Modern c++ coding Thread pool

First attempt is to code the thread pool is using simple conditional variables and mutex. Once the multi-producer, multi-consumer thread pool is working as expected, its easy to convert into lock free buffer.

The ​​Threadpool class is a struct with following member variables.
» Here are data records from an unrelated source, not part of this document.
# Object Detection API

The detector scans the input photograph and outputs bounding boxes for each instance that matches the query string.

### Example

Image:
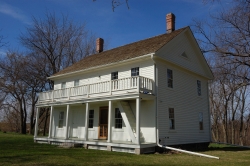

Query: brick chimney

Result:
[96,38,104,53]
[166,13,175,33]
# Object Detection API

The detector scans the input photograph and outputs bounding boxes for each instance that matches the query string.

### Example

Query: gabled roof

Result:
[52,27,188,77]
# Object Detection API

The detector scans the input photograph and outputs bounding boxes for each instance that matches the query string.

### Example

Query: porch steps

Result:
[120,101,145,142]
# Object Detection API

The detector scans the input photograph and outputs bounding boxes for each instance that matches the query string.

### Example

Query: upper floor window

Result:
[197,80,201,96]
[168,108,175,130]
[61,82,66,89]
[199,112,203,130]
[131,67,139,77]
[74,79,79,86]
[167,69,173,88]
[115,108,122,129]
[58,111,64,128]
[89,110,94,128]
[111,71,118,80]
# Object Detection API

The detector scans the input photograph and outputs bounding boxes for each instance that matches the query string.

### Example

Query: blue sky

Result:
[0,0,226,53]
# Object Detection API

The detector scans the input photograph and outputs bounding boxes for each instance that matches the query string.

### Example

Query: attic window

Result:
[181,52,188,58]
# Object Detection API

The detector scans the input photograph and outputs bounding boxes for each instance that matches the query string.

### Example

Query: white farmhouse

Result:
[34,13,213,154]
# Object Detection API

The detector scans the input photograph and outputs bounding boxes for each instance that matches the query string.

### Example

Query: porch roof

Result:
[51,27,188,77]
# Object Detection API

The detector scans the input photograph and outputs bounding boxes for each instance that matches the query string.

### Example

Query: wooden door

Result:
[99,107,108,139]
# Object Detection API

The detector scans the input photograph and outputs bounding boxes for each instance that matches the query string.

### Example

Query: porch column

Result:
[84,103,89,141]
[34,108,40,138]
[107,100,112,142]
[49,106,54,138]
[136,97,141,144]
[65,105,69,139]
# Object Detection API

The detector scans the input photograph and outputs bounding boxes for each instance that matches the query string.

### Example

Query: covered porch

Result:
[34,93,156,154]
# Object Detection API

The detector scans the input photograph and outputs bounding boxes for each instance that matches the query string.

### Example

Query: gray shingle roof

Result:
[52,27,187,77]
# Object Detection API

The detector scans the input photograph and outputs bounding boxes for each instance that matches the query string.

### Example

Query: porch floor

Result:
[34,136,157,150]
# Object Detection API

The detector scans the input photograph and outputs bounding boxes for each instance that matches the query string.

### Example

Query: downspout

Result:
[151,54,219,159]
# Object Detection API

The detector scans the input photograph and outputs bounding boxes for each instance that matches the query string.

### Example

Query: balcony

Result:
[39,76,154,104]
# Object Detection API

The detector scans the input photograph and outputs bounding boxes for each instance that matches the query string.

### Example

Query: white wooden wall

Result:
[157,57,210,145]
[52,101,156,142]
[54,59,154,90]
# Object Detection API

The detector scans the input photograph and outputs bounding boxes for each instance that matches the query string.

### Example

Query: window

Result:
[199,112,203,130]
[61,82,66,89]
[168,108,175,130]
[131,67,139,77]
[89,110,94,128]
[58,111,64,128]
[115,108,122,129]
[197,80,201,96]
[74,80,79,86]
[111,71,118,89]
[111,71,118,80]
[167,69,173,88]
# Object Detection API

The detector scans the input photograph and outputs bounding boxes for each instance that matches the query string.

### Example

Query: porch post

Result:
[65,104,69,139]
[34,108,40,138]
[84,103,89,141]
[49,106,54,138]
[136,97,141,144]
[107,100,112,142]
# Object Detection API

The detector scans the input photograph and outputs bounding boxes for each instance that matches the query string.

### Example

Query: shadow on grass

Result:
[208,146,250,152]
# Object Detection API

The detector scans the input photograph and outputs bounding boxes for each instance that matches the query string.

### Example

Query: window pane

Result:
[199,112,203,130]
[168,108,175,129]
[58,111,64,128]
[111,71,118,80]
[131,67,139,76]
[197,80,201,96]
[115,108,122,129]
[61,82,66,89]
[74,80,79,86]
[89,110,94,128]
[167,69,173,88]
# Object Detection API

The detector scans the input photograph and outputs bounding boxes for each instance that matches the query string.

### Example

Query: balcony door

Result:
[99,107,108,139]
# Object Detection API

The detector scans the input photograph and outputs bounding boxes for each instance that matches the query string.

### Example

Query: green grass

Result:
[0,132,250,166]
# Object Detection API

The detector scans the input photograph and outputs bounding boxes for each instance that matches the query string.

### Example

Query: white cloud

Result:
[0,2,30,24]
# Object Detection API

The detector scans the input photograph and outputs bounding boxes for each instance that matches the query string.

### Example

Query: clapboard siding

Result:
[156,32,210,76]
[54,59,154,90]
[157,62,210,145]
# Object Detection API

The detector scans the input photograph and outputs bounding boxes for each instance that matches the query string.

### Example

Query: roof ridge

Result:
[99,26,189,53]
[50,27,187,78]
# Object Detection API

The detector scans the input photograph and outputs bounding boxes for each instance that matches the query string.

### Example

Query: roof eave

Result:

  1. struct Work with following member variables
    1. _work to store the lambda/function pointer
    2. _args_ary to store the array
    3. is_processed boolean flag.
  2. std::array of a fixed size to hold the work.
  3. static const variable to indicate the max_size of work array.
  4. head_idx and tail_idx to guide the next index.
  5. a condition variable cv
  6. mutex m

There are 2 main methods for enqueuing and popping the items out and working on it. Since its a circular queue, next index calculated by adding one to current index and taking remainder from max_size. i.e.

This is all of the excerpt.